Por Carlos Cabrera Pérez
Majadahonda.- Las fotos de los muchachos del 11J, excarcelados en Cuba, confirman el desastre del tardocastrismo; ninguno de ellos conoció el capitalismo republicano, tuvo vinculaciones con el batistato, con los siquitrillados, ni los rebeldes del Escambray; se educaron íntegramente bajo el paraguas totalitario de la revolución y sus afanes jesuitas.
El estado derrocha incontables recursos en argumentar el absurdo que destruye a la nación, pero resulta incapaz de explicar cómo jóvenes formados bajo la legalidad socialista no hayan querido ser como el Che.
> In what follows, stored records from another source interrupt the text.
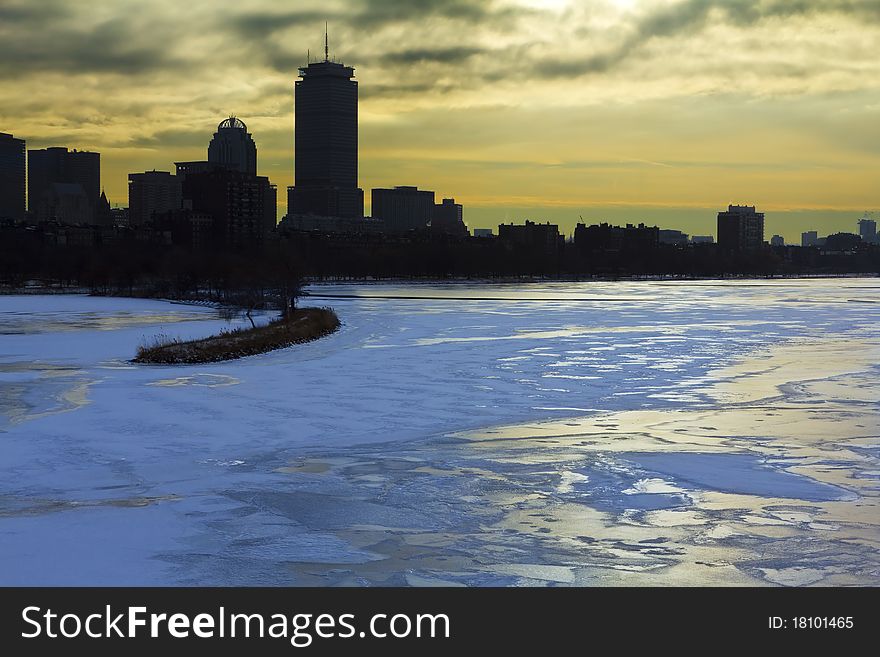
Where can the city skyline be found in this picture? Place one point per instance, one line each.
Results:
(616, 111)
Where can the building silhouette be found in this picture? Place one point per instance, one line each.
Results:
(607, 238)
(151, 193)
(809, 238)
(12, 177)
(531, 236)
(232, 147)
(53, 175)
(670, 236)
(242, 207)
(402, 208)
(740, 228)
(448, 218)
(868, 230)
(326, 141)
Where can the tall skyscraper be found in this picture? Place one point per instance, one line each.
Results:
(326, 141)
(740, 228)
(868, 229)
(12, 177)
(233, 147)
(809, 238)
(152, 193)
(50, 167)
(448, 218)
(402, 208)
(241, 205)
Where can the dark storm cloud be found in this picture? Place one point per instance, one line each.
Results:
(692, 16)
(172, 138)
(43, 37)
(452, 55)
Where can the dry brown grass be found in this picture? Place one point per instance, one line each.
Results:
(303, 325)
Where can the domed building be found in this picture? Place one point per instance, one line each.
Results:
(233, 147)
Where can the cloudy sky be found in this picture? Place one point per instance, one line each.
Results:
(625, 110)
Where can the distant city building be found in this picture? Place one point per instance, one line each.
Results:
(326, 141)
(243, 206)
(531, 236)
(103, 212)
(868, 230)
(403, 208)
(667, 236)
(185, 169)
(605, 237)
(809, 238)
(51, 166)
(741, 228)
(448, 218)
(842, 242)
(65, 203)
(232, 147)
(12, 177)
(328, 225)
(150, 193)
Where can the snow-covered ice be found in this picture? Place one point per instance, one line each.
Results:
(539, 434)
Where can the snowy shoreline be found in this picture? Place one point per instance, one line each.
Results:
(430, 441)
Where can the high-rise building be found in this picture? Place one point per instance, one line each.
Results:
(740, 228)
(50, 166)
(402, 208)
(326, 141)
(670, 236)
(448, 218)
(12, 177)
(809, 238)
(868, 230)
(233, 147)
(151, 193)
(242, 205)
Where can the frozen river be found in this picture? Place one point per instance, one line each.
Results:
(644, 433)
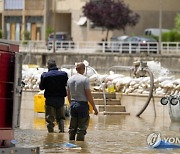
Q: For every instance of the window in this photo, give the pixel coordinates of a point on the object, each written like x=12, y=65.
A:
x=13, y=4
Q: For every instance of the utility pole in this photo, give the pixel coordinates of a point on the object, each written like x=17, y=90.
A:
x=160, y=25
x=54, y=26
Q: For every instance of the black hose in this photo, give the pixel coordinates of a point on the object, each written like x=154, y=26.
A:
x=150, y=91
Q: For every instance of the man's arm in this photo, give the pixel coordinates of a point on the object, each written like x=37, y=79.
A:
x=91, y=101
x=68, y=95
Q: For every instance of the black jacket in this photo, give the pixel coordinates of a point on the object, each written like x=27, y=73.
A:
x=54, y=83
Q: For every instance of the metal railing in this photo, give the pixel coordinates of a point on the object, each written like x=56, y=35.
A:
x=166, y=48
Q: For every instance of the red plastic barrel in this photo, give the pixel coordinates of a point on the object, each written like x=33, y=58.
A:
x=7, y=70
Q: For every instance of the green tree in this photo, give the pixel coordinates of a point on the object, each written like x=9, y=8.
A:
x=110, y=14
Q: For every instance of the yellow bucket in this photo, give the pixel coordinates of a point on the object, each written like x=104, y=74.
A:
x=39, y=103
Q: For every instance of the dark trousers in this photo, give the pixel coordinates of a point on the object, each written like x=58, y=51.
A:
x=79, y=120
x=53, y=114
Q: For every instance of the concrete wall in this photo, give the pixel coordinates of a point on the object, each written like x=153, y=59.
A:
x=100, y=61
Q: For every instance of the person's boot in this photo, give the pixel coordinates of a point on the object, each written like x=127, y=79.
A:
x=61, y=126
x=80, y=137
x=72, y=136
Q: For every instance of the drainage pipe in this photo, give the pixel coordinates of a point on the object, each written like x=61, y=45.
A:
x=150, y=91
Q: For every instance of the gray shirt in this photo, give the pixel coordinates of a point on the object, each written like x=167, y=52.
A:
x=77, y=85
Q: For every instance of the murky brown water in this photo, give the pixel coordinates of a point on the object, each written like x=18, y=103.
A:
x=106, y=134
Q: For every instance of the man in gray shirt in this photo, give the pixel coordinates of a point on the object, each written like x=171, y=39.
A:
x=79, y=93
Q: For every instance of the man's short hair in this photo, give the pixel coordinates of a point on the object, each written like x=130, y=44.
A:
x=51, y=63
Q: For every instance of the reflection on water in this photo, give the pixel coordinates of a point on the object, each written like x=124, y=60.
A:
x=106, y=134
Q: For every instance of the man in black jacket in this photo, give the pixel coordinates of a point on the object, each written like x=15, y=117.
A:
x=54, y=83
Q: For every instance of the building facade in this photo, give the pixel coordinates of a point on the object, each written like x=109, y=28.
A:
x=33, y=17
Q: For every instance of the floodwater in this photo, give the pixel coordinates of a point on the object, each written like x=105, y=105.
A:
x=106, y=133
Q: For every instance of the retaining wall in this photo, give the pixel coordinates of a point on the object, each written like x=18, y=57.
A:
x=100, y=61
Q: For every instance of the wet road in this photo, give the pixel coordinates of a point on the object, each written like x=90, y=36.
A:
x=106, y=134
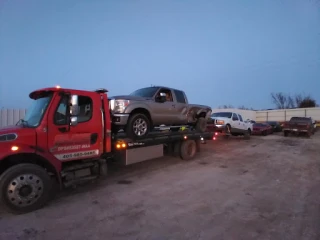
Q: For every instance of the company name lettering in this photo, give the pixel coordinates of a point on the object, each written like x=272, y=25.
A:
x=73, y=147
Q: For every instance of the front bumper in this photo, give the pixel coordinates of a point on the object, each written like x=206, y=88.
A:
x=120, y=119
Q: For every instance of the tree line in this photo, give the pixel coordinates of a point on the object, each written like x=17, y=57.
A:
x=284, y=101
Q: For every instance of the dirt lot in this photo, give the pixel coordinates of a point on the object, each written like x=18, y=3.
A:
x=264, y=188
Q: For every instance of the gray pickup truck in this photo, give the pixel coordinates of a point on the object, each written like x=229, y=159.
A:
x=138, y=113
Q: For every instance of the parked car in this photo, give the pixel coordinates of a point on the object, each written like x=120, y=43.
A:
x=141, y=111
x=250, y=121
x=231, y=123
x=298, y=125
x=276, y=126
x=262, y=129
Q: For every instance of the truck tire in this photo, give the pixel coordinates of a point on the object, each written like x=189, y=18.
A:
x=201, y=124
x=188, y=149
x=24, y=188
x=138, y=126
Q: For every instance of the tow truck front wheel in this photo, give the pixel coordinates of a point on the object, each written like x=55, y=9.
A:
x=24, y=188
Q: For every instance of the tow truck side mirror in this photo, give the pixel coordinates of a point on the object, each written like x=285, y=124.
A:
x=74, y=110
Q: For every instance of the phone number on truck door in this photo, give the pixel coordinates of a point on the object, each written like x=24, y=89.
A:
x=65, y=156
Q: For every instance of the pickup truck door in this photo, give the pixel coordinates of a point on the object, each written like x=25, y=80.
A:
x=163, y=112
x=235, y=123
x=243, y=125
x=180, y=107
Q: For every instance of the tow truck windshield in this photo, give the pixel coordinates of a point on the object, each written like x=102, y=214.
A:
x=36, y=111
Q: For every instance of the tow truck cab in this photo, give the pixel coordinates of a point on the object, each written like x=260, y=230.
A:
x=66, y=136
x=62, y=125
Serviles canallas riegan la bola de que los excarcelados son delincuentes comunes y no presos políticos. Desolador, por un lado, la maquinaria represiva les niega el derecho a discrepar y, por otro, reconoce que la revolución es una magnífica fábrica de delincuentes.
Las imágenes de los excarcelados muestran a familias empobrecidas, aunque ilusionadas, a madres conteniendo lágrimas por el reencuentro y a hijos tecleando sus móviles con apuro de recién salido de la cárcel.
A ver cómo explica la cancillería a visitantes y homólogos que la revolución resulta imbatible en calabozos, marabú, sed de alimentos y medicinas, apagones y delincuencia. Antes de gastar recursos en la mentira oficial, alguien con mando en plaza debería reflexionar si vale la pena seguir mintiendo y agrediendo a hijos de obreros y campesinos.
Uno de los problemas más freudianos de la revolución consiste en su predilección por los humildes calladitos, a los que forma e incentiva a pensar en una sola dirección y les impone la obligatoriedad de contribuir al engrandecimiento del proyecto, que siempre capitaliza los éxitos y socializa el perpetuo fracaso.
Un país con más cárceles que universidades resulta un fiasco inobjetable, y Cuba es ya un país de viejos con una juventud partida en cuatro bandos: los revolucionarios, los simuladores, exiliados e inxiliados y los que están siendo excarcelados por decreto de Estados Unidos; aunque luego oiremos hablar de independencia y soberanía, como si fueran las señas de identidad del primer estado jinetero del mundo que, esta vez, no ha podido convertir el revés en victoria; es decir, al preso en fuente de divisas.
La brecha entre la familia cubana y la casta verde oliva y enguayaberada es inconmensurable porque el miedo de la segunda va cerrando opciones sensatas de reconciliación nacional y el deseo primario de muchas de las víctimas es que Trump los arrase sin miramientos.
Cuando un gobierno cosecha más desprecio que respeto o miedo, ya ha perdido y, mientras más se empeñe, en negar la evidencia de su derrota, peor será su final y el de sus personeros, que no tendrán donde esconderse.